Now we combine the probabilities per topic to find out what airline-related topics people on Twitter are most positive or negative about.

In [57]:
weighted_avg_probs = lambda (p1, hp1, sp1), (p2, hp2, sp2): (p1 + p2, (p1*hp1 + p2*hp2)/(p1 + p2), (p1*sp1 + p2*sp2)/(p1 + p2))
happy_sad_probs = lambda (p, hp, sp): (hp, sp)
In [58]:
topics_sentiments = regrouped.values().reduceByKey(weighted_avg_probs).mapValues(happy_sad_probs)
print topics_sentiments.take(5)
topic_sent_dict = topics_sentiments.collectAsMap()
[(64, (0.86043113418013251, 0.13956886581986744)), (48, (0.88799282017470205, 0.11200717982529795)), (34, (0.90333497804761853, 0.096665021952381483)), (82, (0.85483282528218318, 0.14516717471781673)), (66, (0.91759465815347063, 0.082405341846529173))]
In [59]:
index = np.arange(len(best_topics_ids))
happy_probs_by_topic = np.array([topic_sent_dict[idx][0] for idx in best_topics_ids])
order = np.argsort(happy_probs_by_topic)[::-1]
width = 0.5
fig, ax = plt.subplots(figsize=(16,8))
plt.bar(index, happy_probs_by_topic[order], width, alpha=1, color='violet')
# Setting axis labels and ticks
ax.set_xlim((-width, len(best_topics_ids)))
ax.set_ylabel('Happy Probability', fontsize=15)
ax.set_xlabel('Topic ID', fontsize=15)
ax.set_title('Twitter Happiness by Topic', fontsize=15, fontweight='bold')
ax.set_xticks([i + 0.5 * width for i in index])
ax.set_xticklabels(np.array(best_topics_ids)[order])
plt.grid()
plt.show()

The airline-related topic that Twitter users are most positive about overall is the topic with ID 37, which is characterized by the terms "priority", "effort", and "transit". These tweets are likely about general experiences with the airline, particularly priority programs and airline workers.

The airline-related topic that Twitter users are least positive about overall is the topic with ID 62, which is characterized by the terms "lack", "size", and "respect", as well as picking up the specific airline-related terms of "deltaairline" and "deltaone". The low happiness associated with this category is likely a reflection of negative tweets across the board about concerns regarding insufficient space on planes and insufficient respect for passengers, but may also reflect pockets of frustration with Delta, despite the fact that Delta received a higher average happiness score overall than any other airline.

Another comparatively negative topic is ID 75, characterized by "courtesy", "standing", and "struggle". This category may be more difficult to interpret as a human-understandable concept due to its lower coherence score, but we could infer that tweets about encounters with airline personnel or other passengers might be found in this category.

We're less interested in what people think of different aspects of airlines overall than in how individual airlines score in each of these categories, though.
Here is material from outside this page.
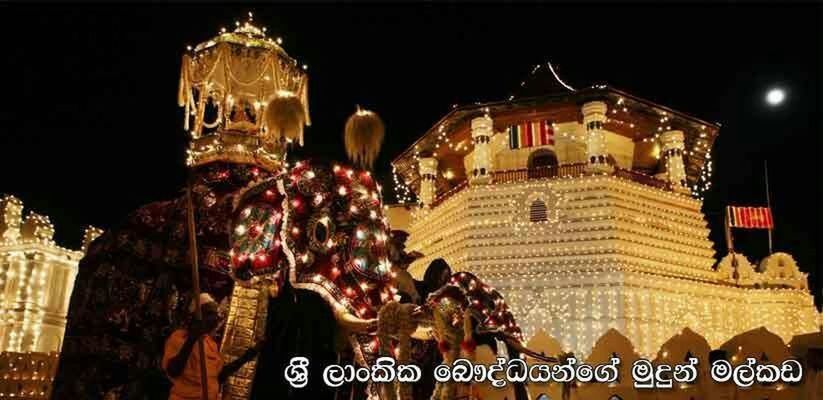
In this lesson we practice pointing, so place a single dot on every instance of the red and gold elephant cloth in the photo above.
(321, 227)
Let's re-group our data by airline and topic and see how each airline stacks up on each topic.

Like above, we work with the joined RDD and extract weighted happy and sad probabilities, but this time we use airline, topic pairs as our keys rather than just topics alone. This breaks down how happy or sad Twitter users are about each topic specifically with regards to each airline.

In [60]:
airline_topics_sentiments = regrouped.map(lambda ((idx, air), (tpc, probs)): ((air, tpc), probs)).reduceByKey(weighted_avg_probs).mapValues(happy_sad_probs)
print airline_topics_sentiments.take(5)
air_tpc_sent_dict = airline_topics_sentiments.collectAsMap()
[(('virginamerica', 66), (0.97749367202012738, 0.022506327979872561)), (('delta', 75), (0.78633422427458299, 0.21366577572541687)), ((None, 78), (0.60213065902775109, 0.39786934097224902)), (('virginamerica', 82), (0.5221810415945578, 0.4778189584054422)), (('virginamerica', 34), (0.89405529379852799, 0.10594470620147198))]

We can graph the average happiness associated with tweets about each airline in each topic, again weighted by each tweet's degree of association with the topic in question. Every airline except Hawaiian Air has at least one tweet associated with each topic.

In [61]:
index = np.arange(len(airlines))
colors = ['#975A7A', '#78C0E0', '#FFB3AA', '#4F86C6', '#17A398', '#EE8434', '#FFD5FF', '#FFBC00', '#009FFD', '#8565A0']
fig, axes = plt.subplots(5, 3, figsize=(16,16), sharex=True, sharey=True)
for tpc, ax in zip(best_topics_ids, axes.ravel()):
    happy_probs_by_airline = [air_tpc_sent_dict.get((air, tpc), [0])[0] for air in airlines]
    width = 0.5
    barlist = ax.bar(index, happy_probs_by_airline, width, alpha=1)
    for bar, color in zip(barlist, colors):
        bar.set_color(color)
    # Setting axis labels and ticks
    ax.set_xlim((-width, len(airlines)))
    ax.set_ylabel('Happy Probability')
    ax.set_xlabel('Airline')
    ax.set_title('Topic ID {}'.format(tpc))
    ax.set_xticks([])
fig.legend(barlist, airlines, loc=(0.2,0.94), ncol=5)
plt.show()

The missing bars for Hawaiian Air in topics 78 and 37 indicate no data (not zero probability of happiness).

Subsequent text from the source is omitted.